6. The composition of any of claims 1-5, wherein the water is distilled or deionized water.

7. The composition of any of claims 1-6, further comprising 0.5-5% (w/v) zinc salt.

8. The composition of any of claims 1-7, further comprising 1-10% (w/v) of a stimulant of protein synthesis and/or precursor to melanin synthesis.

9. The composition of claim 8, wherein the stimulant of protein synthesis and/or precursor to melanin synthesis is selected from the group consisting of tyrosine, N-acetyltyrosine, tyrosine ethyl ester hydrochloride, and tyrosine phosphate.

10. The composition of any of claims 1-9, further comprising at least one plant extract or oil selected from the group consisting of: limonene, echinacea, magnolia bark, bisabol, myrcene, copaiba, lavender, cedarwood, mastic, other cannabis terpene, or combinations thereof.

11. The compositions of any of claims 1-10, wherein the composition is a water soluble emulsion.

12. A method of making a composition of any of claims 1-11 comprising:

(a) dissolving about 10% to about 50% of the ascorbic acid in water at a temperature of between about 60° C. to about 90° C. to provide an aqueous ascorbic acid solution of at least 20% (w/v);

(h) cooling the aqueous ascorbic acid solution to below about 40° C.;

(c) combining the aqueous ascorbic acid solution with water, glucosamine, CBD and ascorbic acid to provide a composition comprising water, approximately 10% to 25% (w/v) glucosamine, at least 0.1% CBD, and, at least 10% (w/v) ascorbic acid and

(d) adjusting the pH of the composition to about 3.5 to about 4.1.

13. A method of treating a skin disease or disorder in a subject comprising topically applying a therapeutically effective amount of the composition of any one of claims 1-11 to the affected skin.

14. The method of claim 13, wherein the skin disease or disorder comprises acne rosacea, acne, inflammation, or a combination thereof.

15. The method of claim 13 or 14, wherein the skin disease or disorder comprises a sun burn.

16. A composition comprising

at least 0.1% by weight cannabidiol (CBD), or a pharmaceutically acceptable salt thereof;

20-80% by weight calcium source;

10-40% by weight ascorbic acid, or a pharmaceutically acceptable salt thereof;

5-20% by of a precursor or stimulant of epinephrine or nor-epinephrine production selected from the group consisting of tyrosine and phenylalanine; and

10-40% by weight anti-inflammatory substance.

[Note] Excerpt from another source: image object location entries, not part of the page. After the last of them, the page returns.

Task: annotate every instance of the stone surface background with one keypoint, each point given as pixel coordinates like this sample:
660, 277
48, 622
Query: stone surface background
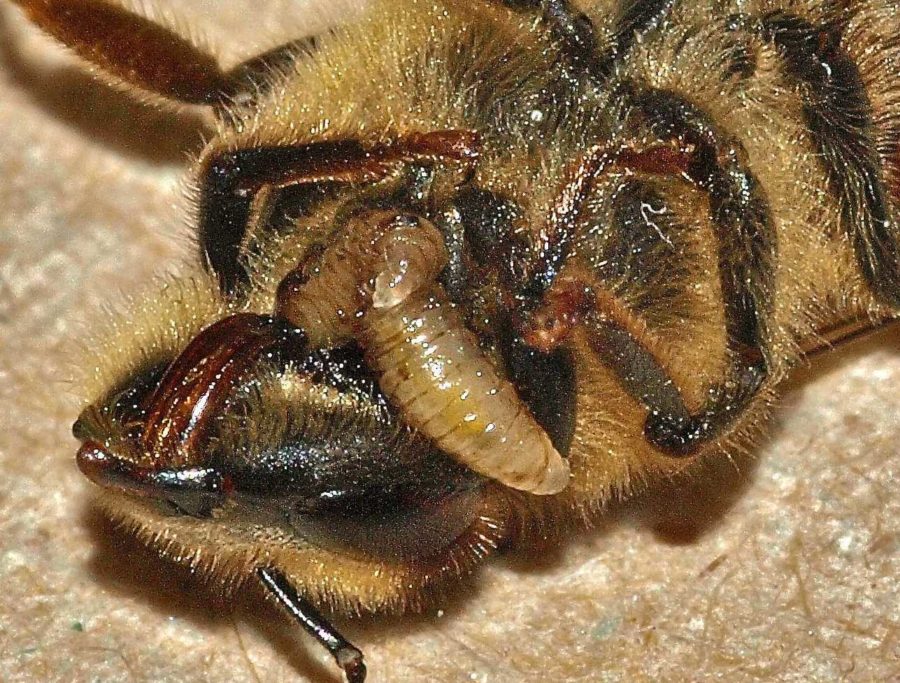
787, 570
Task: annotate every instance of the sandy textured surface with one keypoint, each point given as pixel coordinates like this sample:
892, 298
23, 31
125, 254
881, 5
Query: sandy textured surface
787, 571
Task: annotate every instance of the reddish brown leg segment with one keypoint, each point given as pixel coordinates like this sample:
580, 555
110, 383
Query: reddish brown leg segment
131, 48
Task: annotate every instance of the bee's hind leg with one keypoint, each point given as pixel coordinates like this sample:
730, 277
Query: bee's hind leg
131, 49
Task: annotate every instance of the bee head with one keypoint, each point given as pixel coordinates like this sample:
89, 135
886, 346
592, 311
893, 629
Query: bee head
247, 428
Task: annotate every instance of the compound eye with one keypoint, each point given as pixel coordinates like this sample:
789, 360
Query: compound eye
358, 484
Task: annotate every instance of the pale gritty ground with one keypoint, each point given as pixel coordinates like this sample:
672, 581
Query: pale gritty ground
786, 572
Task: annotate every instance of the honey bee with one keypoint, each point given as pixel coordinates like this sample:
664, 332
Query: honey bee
469, 270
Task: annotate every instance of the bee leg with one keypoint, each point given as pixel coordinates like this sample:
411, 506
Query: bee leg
249, 80
576, 32
742, 221
131, 48
232, 181
348, 657
840, 120
623, 343
693, 148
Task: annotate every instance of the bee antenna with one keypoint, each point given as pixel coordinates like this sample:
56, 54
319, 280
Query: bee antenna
347, 656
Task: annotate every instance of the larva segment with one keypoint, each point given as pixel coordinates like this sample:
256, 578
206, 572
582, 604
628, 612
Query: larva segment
429, 365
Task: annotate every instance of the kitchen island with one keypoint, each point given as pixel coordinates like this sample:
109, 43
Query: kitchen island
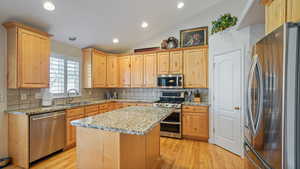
127, 138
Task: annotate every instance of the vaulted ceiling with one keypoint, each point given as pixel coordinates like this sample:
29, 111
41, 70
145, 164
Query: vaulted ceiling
96, 22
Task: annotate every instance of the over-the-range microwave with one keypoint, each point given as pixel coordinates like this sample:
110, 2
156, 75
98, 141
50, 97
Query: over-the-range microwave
170, 81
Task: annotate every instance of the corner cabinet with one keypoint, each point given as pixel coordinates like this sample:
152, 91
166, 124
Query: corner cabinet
28, 53
170, 62
112, 71
137, 71
293, 12
275, 15
124, 71
196, 68
94, 68
150, 70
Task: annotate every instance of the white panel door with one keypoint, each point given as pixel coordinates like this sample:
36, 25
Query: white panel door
227, 101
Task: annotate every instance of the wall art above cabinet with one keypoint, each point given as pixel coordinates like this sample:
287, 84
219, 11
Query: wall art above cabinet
28, 52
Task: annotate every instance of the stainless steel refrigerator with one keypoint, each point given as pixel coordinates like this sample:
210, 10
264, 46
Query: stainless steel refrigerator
271, 132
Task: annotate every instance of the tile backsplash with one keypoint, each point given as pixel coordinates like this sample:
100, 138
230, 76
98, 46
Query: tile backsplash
32, 98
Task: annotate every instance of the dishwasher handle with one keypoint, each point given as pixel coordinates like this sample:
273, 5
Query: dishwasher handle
47, 116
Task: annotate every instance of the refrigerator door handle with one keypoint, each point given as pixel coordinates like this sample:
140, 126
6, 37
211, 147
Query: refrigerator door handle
249, 95
261, 97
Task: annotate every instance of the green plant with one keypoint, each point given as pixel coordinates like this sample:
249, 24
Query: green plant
223, 23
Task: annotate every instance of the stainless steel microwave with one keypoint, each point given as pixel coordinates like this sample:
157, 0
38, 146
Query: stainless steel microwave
170, 81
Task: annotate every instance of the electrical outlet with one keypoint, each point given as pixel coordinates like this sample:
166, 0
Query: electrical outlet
23, 96
38, 95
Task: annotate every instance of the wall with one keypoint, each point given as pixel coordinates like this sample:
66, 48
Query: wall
3, 117
203, 19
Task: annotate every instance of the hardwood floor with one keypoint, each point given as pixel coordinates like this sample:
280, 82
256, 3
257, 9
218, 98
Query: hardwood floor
176, 154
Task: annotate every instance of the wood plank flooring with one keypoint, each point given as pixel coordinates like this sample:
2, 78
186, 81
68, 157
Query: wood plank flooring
176, 154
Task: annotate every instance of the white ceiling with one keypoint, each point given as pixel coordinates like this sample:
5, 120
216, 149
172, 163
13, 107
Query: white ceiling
96, 22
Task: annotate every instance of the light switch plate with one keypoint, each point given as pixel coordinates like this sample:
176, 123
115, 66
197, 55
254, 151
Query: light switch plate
23, 96
38, 95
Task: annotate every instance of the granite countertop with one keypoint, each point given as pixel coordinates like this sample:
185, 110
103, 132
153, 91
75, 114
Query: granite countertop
138, 120
188, 103
69, 106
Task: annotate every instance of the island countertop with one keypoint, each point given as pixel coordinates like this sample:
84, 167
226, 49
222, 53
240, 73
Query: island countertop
137, 120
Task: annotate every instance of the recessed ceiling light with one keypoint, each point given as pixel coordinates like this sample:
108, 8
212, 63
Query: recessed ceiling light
144, 24
180, 5
115, 40
49, 6
72, 38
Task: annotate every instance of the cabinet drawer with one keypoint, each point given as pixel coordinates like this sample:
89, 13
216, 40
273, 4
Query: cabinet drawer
144, 104
75, 112
103, 106
91, 109
195, 109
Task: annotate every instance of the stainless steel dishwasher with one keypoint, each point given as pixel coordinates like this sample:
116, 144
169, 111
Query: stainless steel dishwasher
47, 134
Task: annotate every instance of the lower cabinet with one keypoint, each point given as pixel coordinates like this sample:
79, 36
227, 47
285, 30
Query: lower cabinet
195, 123
72, 114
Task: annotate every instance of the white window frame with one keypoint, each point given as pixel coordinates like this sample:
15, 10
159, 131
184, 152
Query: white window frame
67, 58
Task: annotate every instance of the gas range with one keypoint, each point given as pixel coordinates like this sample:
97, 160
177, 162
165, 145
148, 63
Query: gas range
167, 105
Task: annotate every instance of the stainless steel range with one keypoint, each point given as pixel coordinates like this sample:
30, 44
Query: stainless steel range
171, 126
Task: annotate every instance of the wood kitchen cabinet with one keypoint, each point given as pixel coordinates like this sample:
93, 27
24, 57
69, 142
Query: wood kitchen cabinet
72, 114
275, 14
163, 62
112, 71
124, 71
94, 68
293, 10
196, 68
28, 54
170, 62
137, 71
150, 70
195, 122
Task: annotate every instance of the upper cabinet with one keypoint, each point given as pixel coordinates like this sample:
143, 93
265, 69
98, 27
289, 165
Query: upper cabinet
124, 71
112, 71
94, 68
275, 14
196, 68
163, 65
150, 70
137, 71
28, 53
170, 62
293, 12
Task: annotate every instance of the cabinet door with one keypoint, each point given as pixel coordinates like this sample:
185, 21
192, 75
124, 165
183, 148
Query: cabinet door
137, 71
150, 70
275, 14
196, 68
33, 60
195, 125
99, 70
176, 62
71, 131
293, 10
163, 59
124, 71
112, 71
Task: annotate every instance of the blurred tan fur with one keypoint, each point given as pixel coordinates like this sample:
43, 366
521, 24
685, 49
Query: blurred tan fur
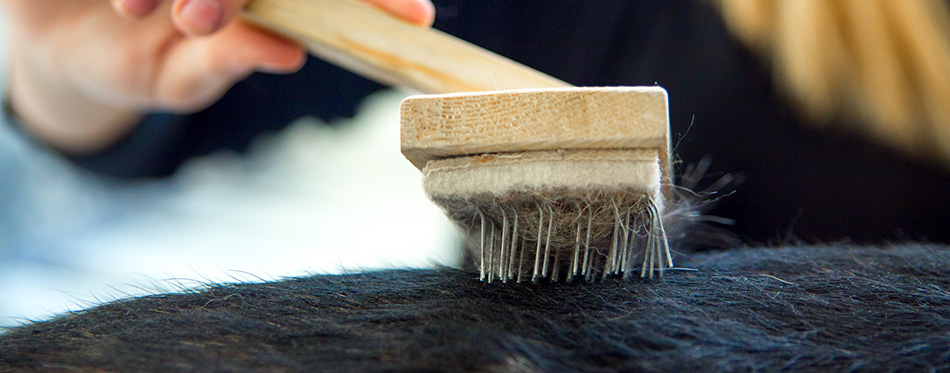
882, 64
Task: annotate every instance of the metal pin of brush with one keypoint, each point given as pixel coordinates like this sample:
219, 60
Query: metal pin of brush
545, 180
559, 183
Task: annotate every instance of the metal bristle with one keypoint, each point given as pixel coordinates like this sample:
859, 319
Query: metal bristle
505, 249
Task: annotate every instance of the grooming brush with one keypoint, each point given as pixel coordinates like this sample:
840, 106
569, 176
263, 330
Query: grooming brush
545, 180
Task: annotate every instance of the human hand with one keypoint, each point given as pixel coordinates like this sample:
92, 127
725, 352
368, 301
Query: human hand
83, 71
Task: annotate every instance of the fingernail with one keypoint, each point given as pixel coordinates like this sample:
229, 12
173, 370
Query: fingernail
202, 16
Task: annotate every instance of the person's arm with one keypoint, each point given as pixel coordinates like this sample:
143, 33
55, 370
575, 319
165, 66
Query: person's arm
84, 72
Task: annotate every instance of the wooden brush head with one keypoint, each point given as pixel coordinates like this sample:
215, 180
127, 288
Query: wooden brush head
547, 171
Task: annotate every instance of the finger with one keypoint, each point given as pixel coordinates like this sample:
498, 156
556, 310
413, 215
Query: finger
204, 17
420, 12
135, 8
201, 70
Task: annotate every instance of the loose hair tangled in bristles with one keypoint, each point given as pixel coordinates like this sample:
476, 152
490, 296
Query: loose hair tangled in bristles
559, 234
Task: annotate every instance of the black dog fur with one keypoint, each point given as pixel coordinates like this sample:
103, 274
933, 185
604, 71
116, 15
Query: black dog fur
812, 308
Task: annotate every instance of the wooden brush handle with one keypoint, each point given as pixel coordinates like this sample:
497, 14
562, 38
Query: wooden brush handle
371, 42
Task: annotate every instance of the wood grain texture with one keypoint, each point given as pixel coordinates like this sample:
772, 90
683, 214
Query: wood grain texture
440, 126
501, 174
375, 44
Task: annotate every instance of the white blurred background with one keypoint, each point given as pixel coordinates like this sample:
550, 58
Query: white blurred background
312, 199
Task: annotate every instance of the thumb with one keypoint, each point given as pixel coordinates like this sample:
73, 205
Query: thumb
204, 17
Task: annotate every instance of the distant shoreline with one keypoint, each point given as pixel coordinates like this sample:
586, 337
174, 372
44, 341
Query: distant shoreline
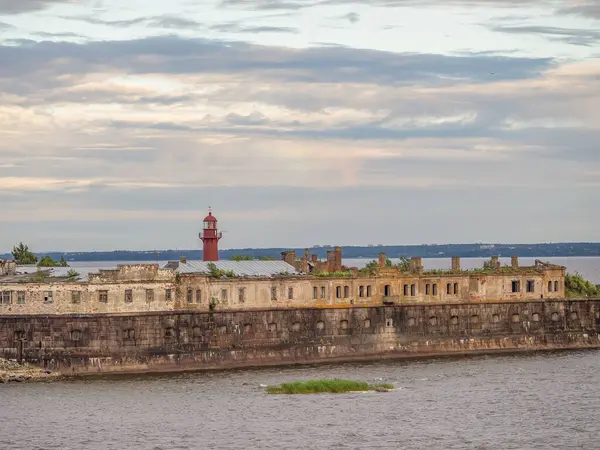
566, 249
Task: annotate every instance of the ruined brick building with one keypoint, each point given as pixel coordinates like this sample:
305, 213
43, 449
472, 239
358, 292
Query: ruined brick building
215, 313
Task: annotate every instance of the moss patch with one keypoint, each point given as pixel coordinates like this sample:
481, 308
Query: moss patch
334, 386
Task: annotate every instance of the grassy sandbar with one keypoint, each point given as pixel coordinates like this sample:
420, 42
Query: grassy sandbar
334, 386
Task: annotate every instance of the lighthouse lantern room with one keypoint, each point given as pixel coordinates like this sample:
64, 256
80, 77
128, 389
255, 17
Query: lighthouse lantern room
210, 237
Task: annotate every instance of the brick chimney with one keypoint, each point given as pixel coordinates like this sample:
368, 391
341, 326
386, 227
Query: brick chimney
289, 257
455, 264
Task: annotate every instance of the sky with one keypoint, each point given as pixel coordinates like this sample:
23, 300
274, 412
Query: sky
300, 122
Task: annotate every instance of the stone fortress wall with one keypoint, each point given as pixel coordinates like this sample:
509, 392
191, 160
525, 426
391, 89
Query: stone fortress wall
148, 288
146, 318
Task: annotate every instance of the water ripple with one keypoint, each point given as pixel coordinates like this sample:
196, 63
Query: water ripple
544, 401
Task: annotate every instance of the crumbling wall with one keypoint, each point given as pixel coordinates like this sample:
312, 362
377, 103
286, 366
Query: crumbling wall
181, 340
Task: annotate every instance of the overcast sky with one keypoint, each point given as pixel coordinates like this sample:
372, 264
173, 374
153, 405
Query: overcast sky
300, 122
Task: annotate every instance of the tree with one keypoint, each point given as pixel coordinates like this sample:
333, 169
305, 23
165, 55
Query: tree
22, 255
577, 286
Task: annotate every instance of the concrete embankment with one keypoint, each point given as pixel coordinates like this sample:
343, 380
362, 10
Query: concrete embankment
12, 371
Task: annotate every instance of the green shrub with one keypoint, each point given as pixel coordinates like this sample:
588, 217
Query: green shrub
334, 386
577, 286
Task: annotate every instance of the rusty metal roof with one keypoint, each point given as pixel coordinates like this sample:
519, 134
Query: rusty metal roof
239, 268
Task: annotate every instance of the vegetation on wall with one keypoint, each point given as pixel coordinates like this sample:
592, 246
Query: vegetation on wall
577, 286
252, 258
242, 258
371, 268
22, 255
72, 274
47, 261
340, 274
219, 273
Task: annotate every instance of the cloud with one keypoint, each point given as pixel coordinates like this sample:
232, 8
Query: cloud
238, 28
173, 55
351, 17
167, 21
588, 8
144, 134
22, 6
569, 35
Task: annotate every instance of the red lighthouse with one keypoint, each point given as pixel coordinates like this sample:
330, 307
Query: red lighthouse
210, 238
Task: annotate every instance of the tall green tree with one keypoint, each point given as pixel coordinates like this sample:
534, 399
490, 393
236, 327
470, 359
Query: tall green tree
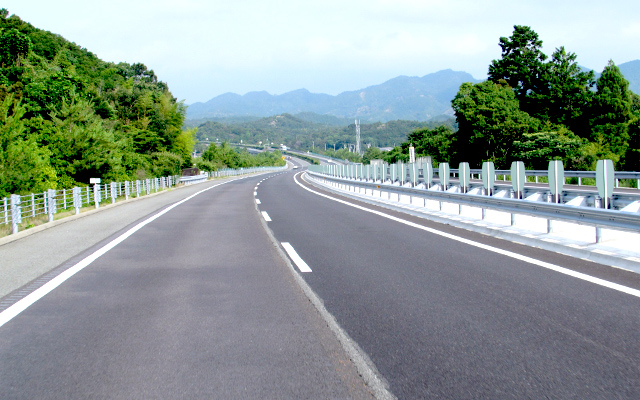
568, 96
522, 64
14, 47
439, 143
611, 113
24, 167
489, 123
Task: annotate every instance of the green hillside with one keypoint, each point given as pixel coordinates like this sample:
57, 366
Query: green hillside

17. The composition of claim 16, wherein the CBD is present in an amount of about 0.1-10% by weight of the composition.

18. The composition of claim 16 or claim 17, wherein the CBD is present in an amount of about 0.1-1% by weight of the composition.

19. The composition of any of claims 16-18, wherein the calcium source is present amount of 30-60% by weight.

20. The composition of any of claims 16-19, wherein the calcium source is selected from the group consisting of bone meal, calcium gluconate, calcium carbonate, calcium phosphate, and dolomite.

21. The composition of any of claims 16-20, wherein the calcium source is bone meal.

22. The composition of any of claims 16-21, wherein the ascorbic acid is present in an amount of 15-30% by weight.

23. The composition of any of claims 16-22, wherein the precursor or stimulant is present in an amount of 10-15% by weight.

24. The composition of any of claims 16-23, wherein the precursor or stimulant is tyrosine.

25. The composition of any of claims 16-24, wherein the anti-inflammatory substance is present in an amount of 15-30% by weight.

26. The composition of any of claims 16-25, wherein the anti-inflammatory substance being selected from the group consisting of mannose, 2-deoxy-D-glucose, glucosamine, glucosamine-6-phosphate, N-acetylglucosamine, galactosamine, cysteine, glutamine, alanine, L-tryptophan, valine and creatinine.

27. The composition of any of claims 16-26, wherein the anti-inflammatory substance is glucosamine.

28. The composition of any of claims 16-27, wherein the glucosamine is in the form of a salt with a biocompatible acid.

29. The composition of any of claims 16-26, wherein the anti-inflammatory substance is cysteine.

30. A method for preventing or treating periodontal disease in a subject, comprising applying to the gingival-tooth junction a therapeutically effective amount of a composition of any of claims 16-29.

31. The method of claim 30, wherein the composition is applied by brushing it into the gingival-tooth junction.